A few other shows fell into this category, although not all of them were such revelations. I’d been very conscious of writing something that I intended to feel a bit Liz and the Blue Bird-like in one chapter, as well as the effect certain anime that have used blue-haired childhood friends as romantic punching bags has had on me over the years.

Then, there was the second level: influence. This level, I think, is deeper. In my Author’s Comments, I called it foundational. But until I was reflecting on particular anime, I hadn’t even thought of them. The three shows I identified in this level were Nisekoi, Chihayafuru, and Akagami no Shirayuki-hime.

Now, coming upon these three shows was no surprise to me. All of these were anime I watched much longer ago than I did most of those in the inspirations level, and they are ones that have stuck with me. Nisekoi, particularly the very first episode, feels like to me like an archetypal execution of the genre tropes on which it draws. Combined with its unpretentious SHAFTisms for constant eye candy, I’ve thought about and referenced it constantly over the years. Chihayafuru, and the Taichi side of the love triangle in particular, I think shaped feelings I have about unrequited love in real-world settings, and Shirayuki-hime has long been the show I reference as having my favorite romantic pairing in anime.

What was a surprise, though, was the realization that elements from each of these shows seem to, at some very basic level, have shaped how I like to write romance in anime-style books. This is a bit harder to articulate that the specifics of the shows in the inspiration section, but it feels true to say. Maybe one way of expressing it would be to say that, consciously or not, I’m always trying to emulate—through the interpretive lens of myself—say, the color and dynamism I felt Nisekoi’s visual presentation added to the experience of watching it, the complexities of Taichi’s insecurities, the openness of communication that I found so compelling between Zen and Shirayuki (although, if I’m keeping to my definitions, you could also say I took inspiration from Shirayuki-hime when I, ahem, borrowed the neck kiss scene concept for the finale of Space Princess).

I don’t know if any of that makes any sense to the external reader. It may not.
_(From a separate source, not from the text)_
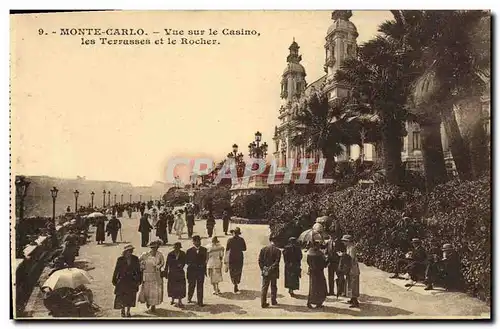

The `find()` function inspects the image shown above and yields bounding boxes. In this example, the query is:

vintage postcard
[10,9,492,320]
It may be that, absent specifics, the way those three anime feel like they underpin the essence of Despite My Fear of Heights, the Space Princess Still Loves Me! (and probably other things I written, too!) remains visible only to me—and to me, as is probably evident, not through a particularly clear glass. It might be something that can be felt and understood to be true, but can’t be explained, at least not at my current capacity for self-analysis.

I think that’s okay. It probably only makes a difference to me, and potentially some hypothetical interviewer in the future who wants to know how Despite My Fear of Heights, the Space Princess Still Loves Me!, the novel that launched the career of the writer who goes by the pen name of marble, came to be. In that hypothetical interview, probably conducted over email or Discord or maybe IRC after the corporate instant messengers dry up in the desert of user-exploitation-turned-inability-to-turn-a-profit, I’ll smile to myself and type, “You know, I can give you the names, but I can’t explain exactly how. Is that okay to say?” and the interviewer will type back, “LOL – in an interview like this, you can say whatever is true.”

To return to the top, I guess the mechanics of how the things I love shape the things I create remain a bit mysterious, even to myself. Which, you know, I kind of like. In a self-interview like this, doesn’t leaving the interviewer a bit mystified seem better?